Short Rant on the New Typepad Editor

I am getting used to the new Typepad editor, but two issues still really cause me to question the sanity of the developers, particularly since this roll out has been going on since June:

  • I cannot believe that a blogging engine -- not a generic text editor or HTML editor, but a purpose built blogging engine -- would eliminate the blockquote functionality from the editor.  Have these guys ever, you know, actually read a blog or two?  We bloggers live off block quotes.
  • How long has the computing spelling checking been around?  A couple of decades?  About 10 minutes into that 20 year span, developers learned from users that in addition to a "skip" button, they probably needed a "skip all" button.  Because if you write a 5000 word post on the banking crisis and use the "Bernanke" in that post 100 times, it is going to be real boring hitting "skip" 100 times in the spell check rather than "skip all" or even better "add to dictionary."  But, the rocket scientists at Typepad did indeed only put in a "skip" option, a bit like Ford building a car in which the windows won't roll down.

8 Comments

  1. T J Sawyer:

    Best yet, it is clear evidence that someone is writing a text editor from scratch. It has only been a bit over twenty years since Information Engineering, Object-Oriented Development and a bundle of other alleged innovations have promised us "reusable code". You will soon be able to pluck useful modules from libraries of code and embed them...

  2. SunSword:

    Welcome to the consequences of "outsourcing". Yes. The poor suckers that did this probably really DIDN'T have a grasp of 20 years of blogging. Because they just got jammed through some Indian techno-school, and as "freshers" are the cheapest meat on the market. So they got hired to do the work. They probably hard-coded items that should be variables, hard coded data structures rather than doing dynamic memory allocation so we will get to experience unexplained "crashes", and yes they didn't think through any consequences at all. But heck -- none of the folks that produced this build still work there -- programmers change jobs after every "job" or even heck every WEEK in India.

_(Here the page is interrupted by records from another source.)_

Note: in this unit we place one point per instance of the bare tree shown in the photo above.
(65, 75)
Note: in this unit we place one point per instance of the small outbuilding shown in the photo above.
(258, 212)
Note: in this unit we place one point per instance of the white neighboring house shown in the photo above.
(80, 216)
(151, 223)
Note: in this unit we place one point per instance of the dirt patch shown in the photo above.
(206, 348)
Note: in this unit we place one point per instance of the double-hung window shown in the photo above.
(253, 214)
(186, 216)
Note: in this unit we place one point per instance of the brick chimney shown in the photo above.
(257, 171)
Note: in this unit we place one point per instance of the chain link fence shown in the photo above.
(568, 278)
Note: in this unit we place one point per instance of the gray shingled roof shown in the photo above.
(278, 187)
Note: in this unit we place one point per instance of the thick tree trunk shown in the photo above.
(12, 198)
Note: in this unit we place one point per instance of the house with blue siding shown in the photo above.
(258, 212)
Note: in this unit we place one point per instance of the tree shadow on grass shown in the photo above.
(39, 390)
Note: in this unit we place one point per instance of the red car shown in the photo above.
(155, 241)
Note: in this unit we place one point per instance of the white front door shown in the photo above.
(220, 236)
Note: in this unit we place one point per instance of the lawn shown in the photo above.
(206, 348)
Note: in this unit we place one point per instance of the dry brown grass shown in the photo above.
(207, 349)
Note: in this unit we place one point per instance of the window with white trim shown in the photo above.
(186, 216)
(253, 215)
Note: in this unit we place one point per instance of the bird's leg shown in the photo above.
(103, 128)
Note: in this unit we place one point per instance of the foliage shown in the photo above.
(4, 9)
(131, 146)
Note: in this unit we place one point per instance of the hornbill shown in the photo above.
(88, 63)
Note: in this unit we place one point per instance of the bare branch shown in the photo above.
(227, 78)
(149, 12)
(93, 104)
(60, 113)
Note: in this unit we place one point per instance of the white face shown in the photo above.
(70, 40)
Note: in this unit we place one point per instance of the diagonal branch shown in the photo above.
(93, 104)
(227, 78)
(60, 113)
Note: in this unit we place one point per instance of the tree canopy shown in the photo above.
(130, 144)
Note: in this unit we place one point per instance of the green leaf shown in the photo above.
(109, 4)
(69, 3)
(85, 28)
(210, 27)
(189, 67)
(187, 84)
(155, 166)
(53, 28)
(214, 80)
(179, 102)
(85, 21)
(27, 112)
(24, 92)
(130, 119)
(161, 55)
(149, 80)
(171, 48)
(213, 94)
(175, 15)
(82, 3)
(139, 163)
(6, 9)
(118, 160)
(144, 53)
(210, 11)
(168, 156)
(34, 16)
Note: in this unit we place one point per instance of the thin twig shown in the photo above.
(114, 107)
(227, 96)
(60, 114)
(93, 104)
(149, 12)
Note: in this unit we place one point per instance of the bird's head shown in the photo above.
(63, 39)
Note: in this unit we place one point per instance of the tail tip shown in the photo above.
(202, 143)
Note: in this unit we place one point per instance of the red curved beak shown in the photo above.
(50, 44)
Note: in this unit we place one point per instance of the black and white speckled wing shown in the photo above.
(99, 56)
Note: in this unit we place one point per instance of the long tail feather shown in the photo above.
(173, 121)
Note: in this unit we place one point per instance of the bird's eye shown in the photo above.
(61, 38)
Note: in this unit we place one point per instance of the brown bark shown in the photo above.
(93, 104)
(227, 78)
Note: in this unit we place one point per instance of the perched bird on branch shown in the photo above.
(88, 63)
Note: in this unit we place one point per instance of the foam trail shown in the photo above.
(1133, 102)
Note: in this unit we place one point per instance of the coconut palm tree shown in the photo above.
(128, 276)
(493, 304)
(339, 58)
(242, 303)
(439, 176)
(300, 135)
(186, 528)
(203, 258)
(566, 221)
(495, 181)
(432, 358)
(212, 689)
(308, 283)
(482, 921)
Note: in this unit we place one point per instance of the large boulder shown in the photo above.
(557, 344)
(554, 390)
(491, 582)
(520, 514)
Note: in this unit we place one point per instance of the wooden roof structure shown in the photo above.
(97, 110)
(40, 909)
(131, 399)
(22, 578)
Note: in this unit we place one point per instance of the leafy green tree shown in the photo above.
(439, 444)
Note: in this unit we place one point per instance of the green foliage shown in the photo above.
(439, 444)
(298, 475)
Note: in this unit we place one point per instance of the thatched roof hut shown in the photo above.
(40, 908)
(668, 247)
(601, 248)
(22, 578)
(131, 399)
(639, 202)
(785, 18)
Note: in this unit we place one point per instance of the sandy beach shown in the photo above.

    But hey. They are only $20/day.

  3. DrWeb:

    Agreed.. it's a lousy editor, and for me, it's broken most of my use of Quickpost - my primary method of posting. The editing to fix it so it matches my blog style - even with my CSS trying hard, is a nightmare. I add in blockquote, and it tries to fix how that works. I have to remove

    and

    from the editor "trying" to help.
    I don't know what to do, maybe change to another blog platform.

    Best,
    DrWeb

  4. John Moore:

    I used to use typepad. Converted to WordPress. In both cases, on my own web site (not a blogging service).

    I'm happy with WP. It gets the job done.

  5. Dave Halliday:

    I use Movable Type so not really familiar with Typepad.

    That being said, you might want to check out ieSpell

    http://www.iespell.com/

    You right click on any web form window and the option to spell check is there on the popup menu.

    Very fast, nice and free for personal use.

  6. Bob Smith:

    Google's (blogspot's) editor doesn't have blockquote either. I think they used to have it, because I remember using it.

  7. Hector Owen:

    Bob Smith, re blogger blockquote: It's the quote marks in the icon bar at the top of the edit window, between bulleted list and spellcheck. I use it all the time. Hope this helps.